17 thoughts on “Grandmother’s Wisdom

  1. “This is Hayekian-thinking. Social norms, traditions, rules-of-thumb — unwritten standards of interacting with each other — are filtered through an evolutionary crucible.”

    I think there are some cases where these norms were functional, so they get passed on but then they become non-functional (because the environment has changed) but people still hang on to them because they’ve been around for so long.

    The Old Testament (and Koran) injunction against pork strikes me as a good example. It became a good rule of thumb not to eat pork because people were dying of trichinosis. I’d argue that we’ve improved our food preparation and cooking processes enough (as well as our understanding of germs) that this once functional rule is (while very important as a religious rule to those who practice it) not particularly practical.

    This is not to completely disagree with you – I think that there is much to be gained from listening to people (and traditions) who have experience – but I also think that traditions sometimes become obsolete but are still held because they provide a sense of connection with the past.
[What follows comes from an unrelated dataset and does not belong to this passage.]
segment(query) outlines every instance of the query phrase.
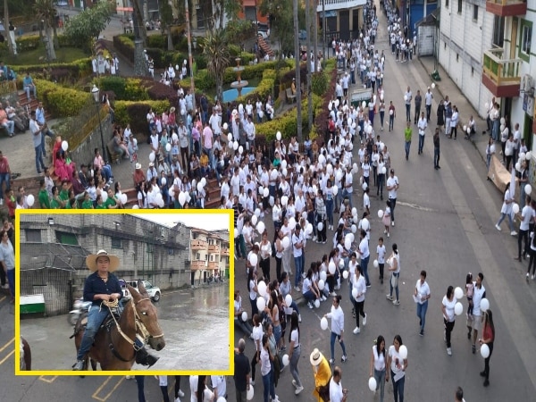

  2. Wally has a great point, and I’d offer a complementary perspective.

    While it is probable that some pieces of ancient wisdom were only applicable to a particular time and place and no longer apply to us, there are many that we can afford to disregard only because we have become rich both in wealth and health. It behooves us to mark the difference, and to understand the surpluses we’ve inherited that let us afford to ignore particular wisdom.

    As Wally said, pork (trichinosis) is no longer a significant health hazard because we’ve managed the danger. It is possible that the world could change so much that it becomes a wisdom again to avoid pork. Similarly, single motherhood is no longer the guaranteed disaster of extreme poverty and hardship — we are wealthy and productive, so we see single mothers who make it, though it may still be difficult for them. A significant reduction in our general wealth could make it a much more difficult problem again, as it is in many poor countries.

    Probably the most important question I learned in my career is: “How do we pay for it?” I think that’s a bit of wisdom applicable to this particular consideration. It seems to me that we pay to ignore a particular truth through the wealth of our society. In our past and in poor societies today, they cannot afford to ignore those truths. Thus, the truths became ingrained as tradition, religion, or culture.

    Today, our scientific knowledge has helped abolish much of the superstition and ignorance associated with tradition, religion, and culture. Unfortunately, many have thrown out the wisdom as well, failing to grasp that maybe they’re only getting away with it because we are such a wealthy society.

    • Adam, I disagree. While there are many examples of children of single mothers who have succeeded – Ben Carson comes to mind – single motherhood is the surest way to guarantee a life of poverty for a child. As you have stated the issue – or perhaps as I have interpreted your statement – single motherhood is not a problem because we have programs to subsidize these mothers. I think this is a short sighted approach. In the longer term, subsidizing these behaviors leads to more single mothers – unless the economic dictum “what you subsidize you get more of” is false.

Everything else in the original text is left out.